Of Addison and others.
It is even very unsafe to attempt to discover much definite and intentional precursorship in Addison, who was born sixty years after Butler. There is no need to repeat what has been said of what seems to me misconception as to his use of the word Imagination: nor is this the point which is principally aimed at here. But the more we examine Addison’s critical utterances, whether we agree with Hurd or not that they are “shallow,” we shall, I think, be forced to conclude that any depth they may have has nothing to do with Romanticism. Addison likes Milton, no doubt, because he is a sensible man and a good critic, as a general reason. But when we come to investigate special ones we shall find that he likes him rather because he himself is a Whig, a pupil of Dryden, and a religious man—nay, perhaps even because he really does think that Milton carries out the classical idea of Epic—than because of Milton’s mystery, his “romantic vague,” his splendour of diction and verse and imagery. So, too, the admiration of Chevy Chase is partly a whim or a joke, partly determined by the fact that at that time the Whigs were the “Jingoes,” and that Chevy Chase is very pugnacious and very patriotic. Nowhere, from the articles on True and False Wit to the Imagination papers, do we find any real sense of unrest or dissatisfaction with the accepted theory of poetry. There is actually more in Prior, with all his profanation of the Nut-browne Maid and his distortions of the Spenserian stanza.

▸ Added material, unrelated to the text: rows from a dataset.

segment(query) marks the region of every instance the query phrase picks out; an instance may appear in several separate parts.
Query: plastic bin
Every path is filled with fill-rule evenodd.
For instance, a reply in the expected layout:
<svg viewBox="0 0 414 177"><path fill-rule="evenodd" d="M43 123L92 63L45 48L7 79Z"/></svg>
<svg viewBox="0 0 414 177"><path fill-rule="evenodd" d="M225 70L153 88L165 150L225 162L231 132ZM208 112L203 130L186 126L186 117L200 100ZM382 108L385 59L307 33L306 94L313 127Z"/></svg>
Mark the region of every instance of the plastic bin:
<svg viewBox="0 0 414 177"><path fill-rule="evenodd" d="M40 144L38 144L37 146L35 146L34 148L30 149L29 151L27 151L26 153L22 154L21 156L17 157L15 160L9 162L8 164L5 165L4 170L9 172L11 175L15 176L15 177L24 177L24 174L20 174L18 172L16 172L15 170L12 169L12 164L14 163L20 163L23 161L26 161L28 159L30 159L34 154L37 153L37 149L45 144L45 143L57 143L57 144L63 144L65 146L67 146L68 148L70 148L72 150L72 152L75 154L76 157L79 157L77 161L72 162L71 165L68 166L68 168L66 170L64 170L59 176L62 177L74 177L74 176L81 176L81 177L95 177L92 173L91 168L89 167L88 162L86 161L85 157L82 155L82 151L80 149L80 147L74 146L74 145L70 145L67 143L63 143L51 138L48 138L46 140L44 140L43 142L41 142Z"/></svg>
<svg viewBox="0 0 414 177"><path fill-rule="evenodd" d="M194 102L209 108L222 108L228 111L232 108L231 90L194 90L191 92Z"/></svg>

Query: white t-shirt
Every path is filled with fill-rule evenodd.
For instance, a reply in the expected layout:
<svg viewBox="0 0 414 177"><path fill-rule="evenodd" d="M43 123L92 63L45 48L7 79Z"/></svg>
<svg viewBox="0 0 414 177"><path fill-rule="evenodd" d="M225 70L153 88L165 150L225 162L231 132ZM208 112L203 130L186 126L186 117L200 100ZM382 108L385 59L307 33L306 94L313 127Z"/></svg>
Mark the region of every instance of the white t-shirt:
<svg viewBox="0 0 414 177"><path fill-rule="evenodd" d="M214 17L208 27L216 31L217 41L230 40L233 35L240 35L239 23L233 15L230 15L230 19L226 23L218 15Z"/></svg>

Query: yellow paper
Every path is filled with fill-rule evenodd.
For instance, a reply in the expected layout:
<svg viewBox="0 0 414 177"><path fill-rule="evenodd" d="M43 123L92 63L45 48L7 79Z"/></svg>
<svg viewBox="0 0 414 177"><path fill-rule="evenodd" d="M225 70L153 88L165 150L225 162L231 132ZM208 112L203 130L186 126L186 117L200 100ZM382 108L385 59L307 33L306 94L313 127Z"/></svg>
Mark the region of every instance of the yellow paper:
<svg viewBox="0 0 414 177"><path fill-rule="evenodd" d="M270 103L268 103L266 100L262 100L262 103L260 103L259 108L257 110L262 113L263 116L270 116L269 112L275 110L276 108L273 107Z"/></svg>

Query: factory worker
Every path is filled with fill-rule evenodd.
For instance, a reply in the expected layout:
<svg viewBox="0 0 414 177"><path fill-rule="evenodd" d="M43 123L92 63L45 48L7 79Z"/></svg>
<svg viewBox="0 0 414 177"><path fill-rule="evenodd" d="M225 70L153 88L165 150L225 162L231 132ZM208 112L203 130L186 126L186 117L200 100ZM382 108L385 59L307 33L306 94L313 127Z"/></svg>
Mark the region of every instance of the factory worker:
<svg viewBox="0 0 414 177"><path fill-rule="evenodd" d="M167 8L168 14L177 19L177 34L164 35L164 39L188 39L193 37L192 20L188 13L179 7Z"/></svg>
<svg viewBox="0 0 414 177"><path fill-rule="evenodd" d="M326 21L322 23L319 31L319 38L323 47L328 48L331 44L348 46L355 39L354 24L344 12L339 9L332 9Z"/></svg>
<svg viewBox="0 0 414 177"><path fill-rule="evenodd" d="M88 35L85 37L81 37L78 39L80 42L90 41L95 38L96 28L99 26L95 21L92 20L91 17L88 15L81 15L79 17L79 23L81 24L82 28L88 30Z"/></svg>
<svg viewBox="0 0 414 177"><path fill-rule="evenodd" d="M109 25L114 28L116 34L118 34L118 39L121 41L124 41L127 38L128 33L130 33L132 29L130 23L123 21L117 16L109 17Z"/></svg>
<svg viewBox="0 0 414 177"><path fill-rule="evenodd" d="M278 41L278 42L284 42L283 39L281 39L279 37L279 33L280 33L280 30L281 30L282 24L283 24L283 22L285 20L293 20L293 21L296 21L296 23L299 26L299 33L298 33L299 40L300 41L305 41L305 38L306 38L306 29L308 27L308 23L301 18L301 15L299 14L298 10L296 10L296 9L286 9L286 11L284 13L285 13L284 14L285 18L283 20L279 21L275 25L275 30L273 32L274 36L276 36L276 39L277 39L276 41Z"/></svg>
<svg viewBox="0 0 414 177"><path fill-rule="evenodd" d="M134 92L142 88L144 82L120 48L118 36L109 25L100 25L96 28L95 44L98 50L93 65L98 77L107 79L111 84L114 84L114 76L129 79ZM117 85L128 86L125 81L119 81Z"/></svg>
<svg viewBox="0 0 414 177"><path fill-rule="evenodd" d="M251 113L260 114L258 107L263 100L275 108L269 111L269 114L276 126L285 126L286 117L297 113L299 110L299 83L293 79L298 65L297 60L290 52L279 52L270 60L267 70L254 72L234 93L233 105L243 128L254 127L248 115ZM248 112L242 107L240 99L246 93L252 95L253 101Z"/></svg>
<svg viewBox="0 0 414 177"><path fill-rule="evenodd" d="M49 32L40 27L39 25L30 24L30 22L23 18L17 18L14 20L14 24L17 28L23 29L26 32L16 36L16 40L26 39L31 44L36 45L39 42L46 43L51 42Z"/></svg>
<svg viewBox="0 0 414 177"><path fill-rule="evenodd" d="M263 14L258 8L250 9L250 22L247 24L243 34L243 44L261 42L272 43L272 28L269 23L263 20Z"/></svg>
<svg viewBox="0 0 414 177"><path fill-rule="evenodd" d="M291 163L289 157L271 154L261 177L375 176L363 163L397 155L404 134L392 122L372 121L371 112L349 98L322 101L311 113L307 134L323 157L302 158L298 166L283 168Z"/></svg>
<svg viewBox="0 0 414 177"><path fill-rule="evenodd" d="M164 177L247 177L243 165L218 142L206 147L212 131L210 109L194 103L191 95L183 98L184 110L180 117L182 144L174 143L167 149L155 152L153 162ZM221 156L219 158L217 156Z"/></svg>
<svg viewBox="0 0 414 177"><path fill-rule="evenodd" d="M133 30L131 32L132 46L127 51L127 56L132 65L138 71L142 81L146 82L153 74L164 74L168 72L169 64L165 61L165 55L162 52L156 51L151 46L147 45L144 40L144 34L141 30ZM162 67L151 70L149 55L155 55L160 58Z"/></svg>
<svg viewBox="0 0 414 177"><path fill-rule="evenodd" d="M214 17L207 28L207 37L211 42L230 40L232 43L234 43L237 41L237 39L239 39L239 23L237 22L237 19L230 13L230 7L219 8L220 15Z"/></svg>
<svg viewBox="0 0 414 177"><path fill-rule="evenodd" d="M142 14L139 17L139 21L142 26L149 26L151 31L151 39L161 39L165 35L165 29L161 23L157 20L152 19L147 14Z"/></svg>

Of La Bruyère and “Tout est dit.”
So if we look backward a little, and a little southward, we shall, despite the praise which we were able to accord to some critical dicta of La Bruyère, find very little reason to regard that admirable master of Addison himself as a “Romantic before Romanticism.” He is a sensible man with a fairly catholic taste: but that is all. Nay, his principle of Tout est dit, though not quite irresistibly in practice, almost certainly leads to the conclusion that the oldest writers are likely to be the best, and to the habit of extending to new writers, or to the mass of precedent writing, a rather lukewarm welcome and a distinctly prejudiced criticism. In a certain sense, no doubt, all has been said long ago—in gist, in matter, in subject. But then in literature, and especially in poetry, there is so much which is beside the gist, that is superadded to the matter, that does not depend upon the subject! The thoughts suggested by birth and death, by dawn and sunset, by a blush and a smile, by the red wine when it moveth itself aright in the glass, and the green sea stretching from the white cliff-foot, and the “huge and thoughtful night,” will always be at bottom and in essence the same. But he must be a blind person who does not see that at any moment any poet who can may give them an entirely new form and cast and presentation. In this sense—and it is the sense of the best “modern” criticism—“tout est à dire.”
Of Fénelon and Gravina.
We may seem to have got into an impasse: nor will such excellent persons as Fénelon, and to go to yet another country, Gravina,[[7]] help us out of it. Fénelon indeed had, as we saw, some striking resipiscences, some individual pronouncements which, if they were as unaccompanied by others as they are disconnected from them, would be very promising indeed. But this very company that they do not keep disestates them unluckily: and you cannot doubt, as you read Télémaque, that if the world had had to depend upon its author for leadership in the migration from the critical House of Bondage, it would never have got over the Red Sea, if it had even started on the journey. Gravina, to that general perspicacity and equity which distinguishes all these doubtful cases, added an unusually early and thorough appreciation of Greek, and the advantage, peculiar to an Italian, of having an actual classical period of modern literature extending over four entire centuries: of all which he made good use. But it is at least very difficult to discover, either in his original work or in the general trend of his critical utterances, any dissatisfaction with the prevailing direction of criticism in his time, or any determination to take a wider outlook.